La froide poignée de mains entre Tadej Pogacar et Jonas Vingegaard à l'arrivée de la 10e étape, le 14 juillet 2025 au Mont-Dore. © Loïc Venance, AFP
Le début du Tour de France a été long pour tout le monde. Avec un Grand Départ hexagonal et une pause décalée en raison du 14-Juillet qui tombait un lundi, les coureurs ont enquillé dix jours consécutifs de course. Dix journées loin d'être de tout repos, entre les chutes, les pièges du vent et les étapes au profil exigeant. La journée de repos à Toulouse n'a pu faire que du bien au peloton.
On peut cependant imaginer que du côté de la Visma-Lease a Bike, la pause a été studieuse, avec au programme un remue-méninges sur le thème "Comment faire craquer Tadej Pogacar pour que Jonas Vingegaard remporte son troisième Tour de France ?"
"Nous sommes derrière au classement général. Il faudra trouver l'opportunité pour l'attaquer mais ce ne sera pas facile. Il est si fort…", a soupiré le directeur sportif de la formation néerlandaise, Grischa Niermann, au soir de la 10e étape au Mont-Dore.
Tadej Pogacar a l'ascendant mais…
Le 29 octobre dernier, plus d'un coureur a grimacé lors de la présentation du parcours de la 112e édition du Tour de France. Pour cette Grande Boucle 100 % hexagonale, les dix premiers jours de course ressemblaient à un long chemin de croix pour Jonas Vingegaard et les grimpeurs qui veulent disputer le classement général. En dix étapes, le Tour 2025 proposait un bel éventail de chausse-trapes en tout genre : étapes plates mais venteuses propices aux coups de force par des bordures, arrivées en côte taillées pour puncheurs et tracés accidentés sans un mètre de plat. Sans compter la nervosité du peloton, inhérente à chaque début de Tour, qui conduit à la multiplication des chutes.
À l'arrivée, Jonas Vingegaard a bien résisté. À chaque bordure qui s'est présentée, les Visma-Lease a Bike ont su le placer dans le bon wagon, à l'image de la première étape. Le leader des Jaune et Noir a su également éviter les chutes.

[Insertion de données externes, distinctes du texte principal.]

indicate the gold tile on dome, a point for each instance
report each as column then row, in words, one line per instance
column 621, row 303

Quant aux arrivées sur des pentes courtes et sèches, une de ses grandes faiblesses en comparaison avec Pogacar, le vainqueur des Tours 2022 et 2023 a su résister. Le travail de préparation a été payant puisqu'il a toujours fini dans la roue de son concurrent, que ce soit à Rouen, à Vire ou à Mûr-de-Bretagne.
De manière inattendue, c'est lors de la cinquième étape, le contre-la-montre de Caen, que Jonas Vingegaard a perdu le plus de plumes. Sur le tracé quasi plat, le Danois de 28 ans a laissé une minute et cinq secondes à son adversaire dans une contre-performance qui brouille le bilan de sa première partie de Tour. Sans ce chrono désastreux, il pointerait à 12 secondes de Pogacar au lieu de son retard actuel d'une minute et 17 secondes.
… les montagnes arrivent
Heureusement pour Vingegaard, son terrain de jeu favori arrive. Après une étape de transition autour de Toulouse mercredi, les coureurs arriveront dans les Pyrénées pour trois jours de course. De quoi rebattre les cartes ?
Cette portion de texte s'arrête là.